# Free Chain Tickler



## dave2pvd (Oct 15, 2007)

.....For the first person that posts up a pic of their 2010 Cervelo. 

Note: this device is only for braze-on FDs.

See here.










The Chain Tickler just received a significant redesign. The previous design didn't quite fit newer Cervelos. This one will. 

To demonstrate this, I want to give one away to the first Cervelo owner that posts up. The catch is that I need you to photograph the Tickler installed on your bike and post the pics here.

3,2,1...


----------



## dave2pvd (Oct 15, 2007)

No one? 

This is the device that will stop a dropped chain making a nasty mess of your frame. You know, when it gets firmly jammed between your seat tube and crank. A correctly adjusted front derailleur should prevent chain drop _most_ of the time. The dreaded drop tends to occur during aggressive shifting - i.e. racing.

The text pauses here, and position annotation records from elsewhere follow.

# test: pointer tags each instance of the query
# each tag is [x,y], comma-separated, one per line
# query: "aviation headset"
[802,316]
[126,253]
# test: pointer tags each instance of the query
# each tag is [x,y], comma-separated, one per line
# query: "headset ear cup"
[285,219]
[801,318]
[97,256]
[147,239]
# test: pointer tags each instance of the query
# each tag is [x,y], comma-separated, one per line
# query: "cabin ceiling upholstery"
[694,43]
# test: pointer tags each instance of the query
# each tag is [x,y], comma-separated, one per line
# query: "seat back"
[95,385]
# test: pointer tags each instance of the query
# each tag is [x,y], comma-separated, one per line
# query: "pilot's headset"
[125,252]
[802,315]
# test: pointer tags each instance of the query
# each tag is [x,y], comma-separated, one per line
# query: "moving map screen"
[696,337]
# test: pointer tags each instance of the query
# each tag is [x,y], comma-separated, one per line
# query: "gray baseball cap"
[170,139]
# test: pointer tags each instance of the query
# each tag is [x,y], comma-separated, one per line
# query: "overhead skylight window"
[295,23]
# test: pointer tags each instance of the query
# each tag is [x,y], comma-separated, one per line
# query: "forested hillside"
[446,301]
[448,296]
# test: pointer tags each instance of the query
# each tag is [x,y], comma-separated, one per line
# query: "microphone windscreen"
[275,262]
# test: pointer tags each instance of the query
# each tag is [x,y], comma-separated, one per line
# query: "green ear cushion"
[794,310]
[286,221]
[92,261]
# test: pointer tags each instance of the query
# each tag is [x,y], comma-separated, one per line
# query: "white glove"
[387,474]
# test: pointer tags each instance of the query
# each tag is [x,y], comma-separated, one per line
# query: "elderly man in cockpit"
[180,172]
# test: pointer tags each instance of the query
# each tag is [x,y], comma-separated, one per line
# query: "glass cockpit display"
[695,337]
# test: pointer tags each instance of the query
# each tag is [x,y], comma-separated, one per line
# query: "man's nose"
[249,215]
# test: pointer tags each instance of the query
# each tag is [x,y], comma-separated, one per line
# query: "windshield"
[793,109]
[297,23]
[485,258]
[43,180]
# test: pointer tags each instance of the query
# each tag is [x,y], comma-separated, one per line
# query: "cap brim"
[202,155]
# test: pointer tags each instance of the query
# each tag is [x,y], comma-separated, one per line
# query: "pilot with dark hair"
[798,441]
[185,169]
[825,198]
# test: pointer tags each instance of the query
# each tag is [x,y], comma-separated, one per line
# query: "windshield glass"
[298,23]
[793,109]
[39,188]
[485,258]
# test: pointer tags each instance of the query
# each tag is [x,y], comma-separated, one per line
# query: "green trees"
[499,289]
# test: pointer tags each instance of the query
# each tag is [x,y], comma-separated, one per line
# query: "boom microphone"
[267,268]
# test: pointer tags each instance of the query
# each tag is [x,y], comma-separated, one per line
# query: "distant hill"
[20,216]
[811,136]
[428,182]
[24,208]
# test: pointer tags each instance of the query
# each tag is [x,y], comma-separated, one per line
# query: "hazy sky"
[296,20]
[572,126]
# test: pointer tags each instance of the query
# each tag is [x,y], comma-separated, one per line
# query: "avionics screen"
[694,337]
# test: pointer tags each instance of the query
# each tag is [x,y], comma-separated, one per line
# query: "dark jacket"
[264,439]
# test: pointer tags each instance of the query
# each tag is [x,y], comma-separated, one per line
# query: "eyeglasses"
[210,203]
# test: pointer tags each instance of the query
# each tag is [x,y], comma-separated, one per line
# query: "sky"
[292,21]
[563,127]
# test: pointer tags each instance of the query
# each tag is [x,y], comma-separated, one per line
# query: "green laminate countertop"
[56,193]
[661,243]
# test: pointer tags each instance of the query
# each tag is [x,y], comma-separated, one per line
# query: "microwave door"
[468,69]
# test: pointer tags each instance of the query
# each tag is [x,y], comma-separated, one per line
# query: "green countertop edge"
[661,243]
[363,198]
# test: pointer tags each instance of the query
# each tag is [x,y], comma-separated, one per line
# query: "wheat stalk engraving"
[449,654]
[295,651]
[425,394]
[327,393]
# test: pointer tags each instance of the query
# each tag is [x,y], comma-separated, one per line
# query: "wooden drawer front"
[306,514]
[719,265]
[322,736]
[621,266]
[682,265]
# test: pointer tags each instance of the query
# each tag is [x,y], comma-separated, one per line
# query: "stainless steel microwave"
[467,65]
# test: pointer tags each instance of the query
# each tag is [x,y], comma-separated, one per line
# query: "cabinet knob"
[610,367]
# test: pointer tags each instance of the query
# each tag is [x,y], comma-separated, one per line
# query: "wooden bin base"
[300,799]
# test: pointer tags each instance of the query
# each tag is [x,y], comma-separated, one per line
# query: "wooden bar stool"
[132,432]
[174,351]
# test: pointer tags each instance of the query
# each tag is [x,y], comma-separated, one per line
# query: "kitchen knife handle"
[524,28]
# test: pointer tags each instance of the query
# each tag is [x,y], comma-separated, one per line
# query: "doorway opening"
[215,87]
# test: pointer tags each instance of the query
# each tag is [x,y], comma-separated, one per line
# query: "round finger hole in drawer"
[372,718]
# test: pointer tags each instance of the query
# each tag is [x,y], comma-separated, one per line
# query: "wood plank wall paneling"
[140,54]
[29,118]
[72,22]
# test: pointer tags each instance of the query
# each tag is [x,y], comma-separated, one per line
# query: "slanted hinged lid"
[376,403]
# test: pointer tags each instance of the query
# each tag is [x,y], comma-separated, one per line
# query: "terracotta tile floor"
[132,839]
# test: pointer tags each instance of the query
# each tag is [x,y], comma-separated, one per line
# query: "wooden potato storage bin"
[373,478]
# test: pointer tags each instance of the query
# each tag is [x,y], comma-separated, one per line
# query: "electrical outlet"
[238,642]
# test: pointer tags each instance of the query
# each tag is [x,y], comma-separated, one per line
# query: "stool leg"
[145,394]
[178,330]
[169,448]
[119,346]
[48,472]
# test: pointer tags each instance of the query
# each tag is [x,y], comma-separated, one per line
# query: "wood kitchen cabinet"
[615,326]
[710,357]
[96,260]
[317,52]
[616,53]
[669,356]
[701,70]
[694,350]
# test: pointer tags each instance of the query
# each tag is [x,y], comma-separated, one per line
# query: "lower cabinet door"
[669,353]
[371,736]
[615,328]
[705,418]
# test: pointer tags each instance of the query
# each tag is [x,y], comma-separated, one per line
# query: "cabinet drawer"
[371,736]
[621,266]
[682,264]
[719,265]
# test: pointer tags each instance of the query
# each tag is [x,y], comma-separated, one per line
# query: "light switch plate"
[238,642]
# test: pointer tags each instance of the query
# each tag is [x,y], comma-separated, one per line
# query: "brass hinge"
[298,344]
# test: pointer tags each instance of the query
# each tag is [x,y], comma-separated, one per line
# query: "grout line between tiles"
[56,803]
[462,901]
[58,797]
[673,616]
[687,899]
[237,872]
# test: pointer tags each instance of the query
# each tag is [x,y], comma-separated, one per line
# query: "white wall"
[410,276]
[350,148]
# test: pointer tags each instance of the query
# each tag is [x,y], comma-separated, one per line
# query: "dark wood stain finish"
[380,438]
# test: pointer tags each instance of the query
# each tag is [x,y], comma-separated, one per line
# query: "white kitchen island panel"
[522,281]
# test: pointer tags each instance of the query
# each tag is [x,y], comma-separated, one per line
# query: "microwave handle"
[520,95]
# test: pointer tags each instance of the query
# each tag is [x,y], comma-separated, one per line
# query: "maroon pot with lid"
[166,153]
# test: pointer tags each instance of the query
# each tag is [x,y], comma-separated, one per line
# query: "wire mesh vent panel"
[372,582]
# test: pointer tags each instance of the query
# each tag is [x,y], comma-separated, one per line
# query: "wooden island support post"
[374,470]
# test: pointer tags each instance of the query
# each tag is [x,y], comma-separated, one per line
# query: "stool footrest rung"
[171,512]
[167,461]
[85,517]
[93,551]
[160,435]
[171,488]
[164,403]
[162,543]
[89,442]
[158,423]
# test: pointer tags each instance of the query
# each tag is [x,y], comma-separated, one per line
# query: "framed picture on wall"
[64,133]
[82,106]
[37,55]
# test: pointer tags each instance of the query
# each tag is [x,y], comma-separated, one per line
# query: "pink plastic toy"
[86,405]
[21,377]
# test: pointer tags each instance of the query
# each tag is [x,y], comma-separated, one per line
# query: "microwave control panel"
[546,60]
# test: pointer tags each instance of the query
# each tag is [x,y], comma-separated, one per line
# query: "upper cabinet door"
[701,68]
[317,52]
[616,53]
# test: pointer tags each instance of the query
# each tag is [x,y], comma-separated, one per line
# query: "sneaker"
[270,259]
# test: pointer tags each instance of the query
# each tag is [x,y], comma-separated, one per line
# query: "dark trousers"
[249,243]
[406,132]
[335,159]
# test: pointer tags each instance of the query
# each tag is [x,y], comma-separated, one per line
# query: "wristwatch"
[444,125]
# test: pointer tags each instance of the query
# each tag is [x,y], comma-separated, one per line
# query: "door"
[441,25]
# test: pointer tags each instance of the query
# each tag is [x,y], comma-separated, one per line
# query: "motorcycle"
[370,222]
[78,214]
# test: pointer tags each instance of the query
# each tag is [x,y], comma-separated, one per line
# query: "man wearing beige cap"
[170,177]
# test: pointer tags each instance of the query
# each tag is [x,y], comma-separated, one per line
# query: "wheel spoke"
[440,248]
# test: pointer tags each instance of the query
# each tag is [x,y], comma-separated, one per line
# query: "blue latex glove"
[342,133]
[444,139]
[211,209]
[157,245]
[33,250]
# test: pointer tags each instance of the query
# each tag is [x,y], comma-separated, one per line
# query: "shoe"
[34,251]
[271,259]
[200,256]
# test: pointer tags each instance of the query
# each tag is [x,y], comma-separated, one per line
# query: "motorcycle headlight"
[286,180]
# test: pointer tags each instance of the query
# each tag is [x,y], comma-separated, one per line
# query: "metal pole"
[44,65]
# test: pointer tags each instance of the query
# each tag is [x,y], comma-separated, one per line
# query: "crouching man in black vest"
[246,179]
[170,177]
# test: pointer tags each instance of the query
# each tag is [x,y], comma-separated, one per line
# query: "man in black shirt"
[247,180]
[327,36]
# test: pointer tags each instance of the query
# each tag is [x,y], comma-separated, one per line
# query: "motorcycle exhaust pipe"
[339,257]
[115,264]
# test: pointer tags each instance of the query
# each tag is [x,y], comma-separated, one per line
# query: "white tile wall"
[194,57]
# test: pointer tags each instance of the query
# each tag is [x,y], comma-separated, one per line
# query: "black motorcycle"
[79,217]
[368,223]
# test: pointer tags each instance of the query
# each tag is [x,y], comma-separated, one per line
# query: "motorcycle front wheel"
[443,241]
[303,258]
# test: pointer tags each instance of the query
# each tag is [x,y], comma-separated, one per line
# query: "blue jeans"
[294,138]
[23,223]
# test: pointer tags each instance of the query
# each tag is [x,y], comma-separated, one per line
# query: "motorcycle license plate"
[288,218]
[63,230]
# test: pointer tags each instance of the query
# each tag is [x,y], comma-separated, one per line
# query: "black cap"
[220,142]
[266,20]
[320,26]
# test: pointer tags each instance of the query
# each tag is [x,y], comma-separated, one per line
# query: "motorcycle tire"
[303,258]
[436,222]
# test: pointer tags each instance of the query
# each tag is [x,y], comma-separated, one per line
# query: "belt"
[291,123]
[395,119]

Free Tickler offer stands until noon EST tomorrow.


----------



## balatoe (Apr 15, 2009)

I bought one from you last month and got it installed on my S2. However, my Cervelo is 2009, not 2010. I had to shorten the one I bought at the end by about 1/8" and shave off the outer curve by about 1/16" to make it fit.


----------



## Mtn2RoadConvert (Aug 28, 2006)

My RS is a '09 but I purchased it in February as a frame and built with '10 Sram Force. I've been thinking of getting one of those ticklers as they seem very useful and could save the frame from some damage.


----------



## dave2pvd (Oct 15, 2007)

balatoe said:


> I bought one from you last month and got it installed on my S2. However, my Cervelo is 2009, not 2010. I had to shorten the one I bought at the end by about 1/8" and shave off the outer curve by about 1/16" to make it fit.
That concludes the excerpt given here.